I feel compelled to remind everyone that SQ42 was supposedly months from release FIVE YEARS AGO according to CIG themselves.
Fast forward that five years, and they’re fucking “polishing utensil interaction” in cutscenes, and achieving breakthroughs in NPC helmet-carrying technology. This is borderline Onion article stuff.
Slap a unique “Shipyard Registration Number” on a JPEG on a upscaled model of a player’s ship, and you can probably automate an NFT for a personalised ship JPEG for each whale.
That awkward moment where you test a new ship and decide to stand up to look around the interior… Only to realise it’s a single seat fighter with no space to stand, end up floating in space and watch it fly away…

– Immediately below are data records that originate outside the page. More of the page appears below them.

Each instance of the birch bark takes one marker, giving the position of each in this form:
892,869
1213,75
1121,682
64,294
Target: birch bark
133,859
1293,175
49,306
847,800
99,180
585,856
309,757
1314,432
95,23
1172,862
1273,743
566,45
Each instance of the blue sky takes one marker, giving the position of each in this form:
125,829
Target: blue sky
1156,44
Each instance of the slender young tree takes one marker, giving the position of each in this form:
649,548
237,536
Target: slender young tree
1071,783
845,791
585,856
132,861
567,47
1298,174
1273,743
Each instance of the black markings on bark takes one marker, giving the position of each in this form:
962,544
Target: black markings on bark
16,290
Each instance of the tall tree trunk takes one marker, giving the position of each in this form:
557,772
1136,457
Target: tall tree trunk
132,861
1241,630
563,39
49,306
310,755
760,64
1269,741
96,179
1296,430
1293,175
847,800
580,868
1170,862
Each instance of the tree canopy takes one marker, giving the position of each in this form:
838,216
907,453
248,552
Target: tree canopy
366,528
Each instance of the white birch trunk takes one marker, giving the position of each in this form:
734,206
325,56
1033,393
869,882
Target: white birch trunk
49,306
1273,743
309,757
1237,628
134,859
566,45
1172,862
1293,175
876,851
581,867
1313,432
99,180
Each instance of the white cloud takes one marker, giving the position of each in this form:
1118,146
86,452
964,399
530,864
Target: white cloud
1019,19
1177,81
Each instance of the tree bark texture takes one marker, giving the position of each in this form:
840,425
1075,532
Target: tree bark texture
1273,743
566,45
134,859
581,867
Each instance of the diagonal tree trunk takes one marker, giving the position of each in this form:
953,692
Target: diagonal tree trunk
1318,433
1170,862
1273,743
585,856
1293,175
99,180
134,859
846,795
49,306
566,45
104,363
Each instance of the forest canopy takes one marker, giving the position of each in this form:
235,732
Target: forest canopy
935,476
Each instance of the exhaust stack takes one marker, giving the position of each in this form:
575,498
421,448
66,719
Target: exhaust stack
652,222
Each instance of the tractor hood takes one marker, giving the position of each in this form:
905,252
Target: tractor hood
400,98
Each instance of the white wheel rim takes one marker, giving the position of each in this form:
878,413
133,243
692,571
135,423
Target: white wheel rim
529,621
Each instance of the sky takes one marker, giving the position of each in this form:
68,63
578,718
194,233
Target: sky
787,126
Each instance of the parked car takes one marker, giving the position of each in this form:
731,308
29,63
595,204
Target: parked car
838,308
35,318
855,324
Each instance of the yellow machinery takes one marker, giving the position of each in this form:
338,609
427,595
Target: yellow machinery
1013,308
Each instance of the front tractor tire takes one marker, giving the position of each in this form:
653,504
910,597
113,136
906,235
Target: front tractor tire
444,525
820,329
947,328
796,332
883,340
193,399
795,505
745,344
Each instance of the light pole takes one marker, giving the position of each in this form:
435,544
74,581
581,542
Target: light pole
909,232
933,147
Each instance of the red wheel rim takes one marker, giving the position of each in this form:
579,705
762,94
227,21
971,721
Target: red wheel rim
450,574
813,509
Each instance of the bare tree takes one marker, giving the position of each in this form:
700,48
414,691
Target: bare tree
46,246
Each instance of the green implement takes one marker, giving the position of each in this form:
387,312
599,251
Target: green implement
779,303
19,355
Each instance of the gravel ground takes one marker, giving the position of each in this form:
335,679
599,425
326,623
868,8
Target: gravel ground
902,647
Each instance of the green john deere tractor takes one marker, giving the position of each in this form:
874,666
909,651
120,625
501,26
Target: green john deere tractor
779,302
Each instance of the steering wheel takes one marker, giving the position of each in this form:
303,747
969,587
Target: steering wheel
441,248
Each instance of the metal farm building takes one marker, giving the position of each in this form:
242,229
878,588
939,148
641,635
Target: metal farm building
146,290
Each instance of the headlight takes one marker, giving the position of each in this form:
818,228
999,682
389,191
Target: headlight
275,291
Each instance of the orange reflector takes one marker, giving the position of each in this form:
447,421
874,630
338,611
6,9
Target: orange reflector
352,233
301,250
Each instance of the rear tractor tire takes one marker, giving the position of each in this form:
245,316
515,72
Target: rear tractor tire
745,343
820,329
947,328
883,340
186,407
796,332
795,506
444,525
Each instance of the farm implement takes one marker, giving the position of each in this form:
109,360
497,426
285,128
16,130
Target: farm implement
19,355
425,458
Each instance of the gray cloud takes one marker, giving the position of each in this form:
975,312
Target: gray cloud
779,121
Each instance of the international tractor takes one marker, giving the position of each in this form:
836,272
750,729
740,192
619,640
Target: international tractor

On the plus side, floating in space with just the sound of your breathing is very peaceful and soothing. As long as you don’t glance at the oxygen gauge that is. :)
It was a little racing dinghy. Was shifting around getting the feel for the weight balance when oops. It happens. They don’t get far before they capsize. Swam back to it.
In Atlanta, when I was in high school and college, they had something called the Ramblin’ Raft Race on the Chattahoochee River that runs through the area. People would build all sorts of makeshift boats, and I use the term loosely, very similar to the ones you depict in your photo from Darwin. While there were no crocodiles, there were occasionally water moccasins, and a lot of sunburn, inebriation, and once in a while a drowning.
And as Derek has pointed out, CIG recorded lots of acting and video content that is 1) also 5 years old, 2) maybe irrelevant if the script has been rewritten and 3) was done with ‘old’ technology.
I’m no game developer but I would have thought the actors and filming would happen MUCH later in the process.
I came across this the other day and it seems relevant:
At least for Naughty Dog, they base the levels on pre-production very very high level concepts, the level gets designed and iterated on, and then later on the writers come in and work with the level designers to not only fit hte level into the script, but fit the script to the level.